Electromechanical instabilities in periodic dielectric elastomer composites

Abstract

Several types of electromechanical instability emerge in periodic dielectric elastomer (DE) composites – either limiting the range of electromechanical actuation or providing an opportunity to harness instabilities for enhanced functionality. The electromechanical pull-in instability – extensively studied in monolithic DEs – is also encountered in periodic DE composites, and additional instability types – microscopic, macroscopic, and interfacial instabilities – arise in DE composites. For general DE composites subjected to arbitrary electromechanical loading, numerical simulation is required to detect all types of instability. In this paper, using a finite-element-based numerical simulation capability, we consider electromechanical instabilities in DE composites consisting of periodic lattices of aligned circular-cross-section fibers embedded in a matrix.
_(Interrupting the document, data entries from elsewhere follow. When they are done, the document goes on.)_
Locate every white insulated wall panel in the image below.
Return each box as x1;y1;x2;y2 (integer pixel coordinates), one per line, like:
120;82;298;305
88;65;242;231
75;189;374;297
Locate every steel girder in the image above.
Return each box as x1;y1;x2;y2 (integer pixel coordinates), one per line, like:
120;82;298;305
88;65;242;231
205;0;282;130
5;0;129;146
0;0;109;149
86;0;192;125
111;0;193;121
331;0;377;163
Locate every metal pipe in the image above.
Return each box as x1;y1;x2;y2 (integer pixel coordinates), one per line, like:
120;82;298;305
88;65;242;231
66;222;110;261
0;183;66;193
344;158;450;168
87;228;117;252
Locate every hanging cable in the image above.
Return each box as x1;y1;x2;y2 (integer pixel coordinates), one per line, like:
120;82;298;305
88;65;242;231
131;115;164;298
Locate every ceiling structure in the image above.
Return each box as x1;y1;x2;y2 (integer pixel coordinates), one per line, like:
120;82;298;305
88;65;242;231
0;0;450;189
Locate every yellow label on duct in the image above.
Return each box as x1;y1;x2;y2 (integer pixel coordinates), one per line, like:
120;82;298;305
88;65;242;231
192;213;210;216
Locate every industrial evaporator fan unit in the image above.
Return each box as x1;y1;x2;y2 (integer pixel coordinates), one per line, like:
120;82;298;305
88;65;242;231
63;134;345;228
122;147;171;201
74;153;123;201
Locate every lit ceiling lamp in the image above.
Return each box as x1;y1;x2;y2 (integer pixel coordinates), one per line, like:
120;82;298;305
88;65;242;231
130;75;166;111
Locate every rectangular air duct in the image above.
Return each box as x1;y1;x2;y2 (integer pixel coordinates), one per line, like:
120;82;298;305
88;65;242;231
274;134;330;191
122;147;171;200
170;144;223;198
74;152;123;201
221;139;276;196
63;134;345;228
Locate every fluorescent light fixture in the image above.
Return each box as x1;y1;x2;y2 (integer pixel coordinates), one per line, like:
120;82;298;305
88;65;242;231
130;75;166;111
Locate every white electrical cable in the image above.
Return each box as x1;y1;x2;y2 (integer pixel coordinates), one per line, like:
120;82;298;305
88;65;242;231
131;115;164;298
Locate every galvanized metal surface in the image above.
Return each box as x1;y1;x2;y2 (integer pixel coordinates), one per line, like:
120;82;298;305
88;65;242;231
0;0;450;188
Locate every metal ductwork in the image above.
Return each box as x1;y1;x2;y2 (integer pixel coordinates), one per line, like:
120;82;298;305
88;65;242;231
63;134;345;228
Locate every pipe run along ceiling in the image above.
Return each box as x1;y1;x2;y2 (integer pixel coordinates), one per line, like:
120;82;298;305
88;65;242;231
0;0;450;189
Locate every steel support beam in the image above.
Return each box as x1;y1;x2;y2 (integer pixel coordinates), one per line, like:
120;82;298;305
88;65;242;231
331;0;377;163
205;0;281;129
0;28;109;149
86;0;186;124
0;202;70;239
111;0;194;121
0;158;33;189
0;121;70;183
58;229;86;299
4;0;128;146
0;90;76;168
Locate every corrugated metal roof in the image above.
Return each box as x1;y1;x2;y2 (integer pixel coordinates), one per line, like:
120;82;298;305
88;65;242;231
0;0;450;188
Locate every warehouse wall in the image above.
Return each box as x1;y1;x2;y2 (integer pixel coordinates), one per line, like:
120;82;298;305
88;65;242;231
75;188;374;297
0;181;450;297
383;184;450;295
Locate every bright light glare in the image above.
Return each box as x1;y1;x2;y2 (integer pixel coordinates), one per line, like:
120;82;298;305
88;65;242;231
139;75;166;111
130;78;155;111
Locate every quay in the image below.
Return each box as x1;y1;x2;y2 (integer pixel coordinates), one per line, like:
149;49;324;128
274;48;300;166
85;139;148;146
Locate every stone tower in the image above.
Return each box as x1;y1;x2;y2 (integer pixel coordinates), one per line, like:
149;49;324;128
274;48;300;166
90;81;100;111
We report on several types of electromechanical instabilities that are known to occur in this type of DE composite: (1) pull-in, (2) microscopic, (3) macroscopic, and (4) interfacial instabilities, while surveying a comprehensive parameter space. Namely, the roles of shear modulus contrast, electric permittivity contrast, fiber volume fraction, chain-locking behavior, mechanical prestress, prestretch, and confinement are considered. The result is an overarching view of the instability landscape in periodic, fiber-based DE composites. We conclude by showing that microscopic instabilities may be harnessed to invoke electric-field-triggered pattern transformations in certain cases.